Certa vez, uma mulher ficou grávida do Boto, o mais famoso sedutor das águas paraenses. Um casal de gêmeos nasceu. Era um lindo casal, só que um casal de cobras d’água.
A mãe não quis saber deles e foi pedir instruções a um pajé.
– Eles são cria da Cobra-Grande! – disse ela, assustada.
O pajé, depois de consultar seus manes, disse que ela deveria abandoná-los às margens do Tocantins, e assim foi feito.
O tempo passou, e as cobrinhas gêmeas viraram duas cobras gigantes. Uma delas se chamava Honorato, ou simplesmente Norato, e era uma cobra macho boa e cordata. Sua irmã, porém, tornou-se má e vingativa, e graças ao seu gênio ruim foi chamada Maria Caninana (mal chamada, já que caninana, na língua tupi, quer dizer “cobra não venenosa”).
Durante muito tempo, Cobra-Norato tentou demover a irmã da prática de maldades, mas ela não sabia fazer outra coisa senão afogar banhistas e afundar embarcações.
– Minha irmã, desta vez você passou dos limites! – disse-lhe Norato, certa feita, depois que ela fora bulir com uma cobra encantada que morava debaixo do altar de uma igreja em Óbidos.
Ela sabia que se a cobra saísse dali a igreja inteira ruiria. Mesmo assim, mexeu com ela e a cobra remexeu-se. Para felicidade das velhas beatas, a igreja não ruiu, mas ganhou uma rachadura de alto a baixo.

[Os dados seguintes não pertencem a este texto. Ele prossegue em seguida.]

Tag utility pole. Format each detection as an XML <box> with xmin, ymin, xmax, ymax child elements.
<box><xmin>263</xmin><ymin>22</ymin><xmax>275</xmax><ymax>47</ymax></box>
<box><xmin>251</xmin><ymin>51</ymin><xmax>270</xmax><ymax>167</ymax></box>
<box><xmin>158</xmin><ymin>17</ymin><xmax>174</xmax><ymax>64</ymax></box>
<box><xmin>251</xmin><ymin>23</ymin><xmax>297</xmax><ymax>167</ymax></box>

– Toma tento, encrenqueira! – disse Norato.
– Que tento, nem vento! Quem pensa que é? – silvou a Caninana.
Então Norato atracou-se com a irmã e, depois de uma luta titânica nas águas, matou-a.
Desde então, passou a haver apenas uma cobra sobrenatural no Tocantins, que era Cobra-Norato. Após estraçalhar a irmã, ele recuperou a alegria de viver, tendo adquirido até o hábito de fazer algumas visitinhas às aldeias próximas do rio, especialmente à noite, tal como seu pai Boto costumava fazer.
Cobra-Norato adorava dançar e, sempre que havia um baile, saía das águas para seduzir alguma moça ribeirinha. Ele tinha o dom de se transportar magicamente de um lugar para o outro, e era assim que podia ser visto, numa mesma noite, em quatro ou cinco lugares muito distantes.
Quando ele abandonava o rio para fazer suas incursões terrestres, costumava deixar nas margens a sua pele de cobra. De dentro dela surgia um rapaz belo e charmoso, irresistível às mocinhas.
Norato gostava tanto das suas surtidas noturnas que desejou tornar-se um ser humano como os outros. Havia, porém, um sortilégio que o impedia de abandonar as águas.
Certo dia, num baile, ele pediu a uma moça que quebrasse a maldição.
– É simples – disse ele. – Basta que você despeje algumas gotas de leite sobre a minha cabeça e depois dê um golpe sobre ela, o suficiente para tirar algumas gotas de sangue.
– jamais poderia feri-lo! – disse ela, em prantos.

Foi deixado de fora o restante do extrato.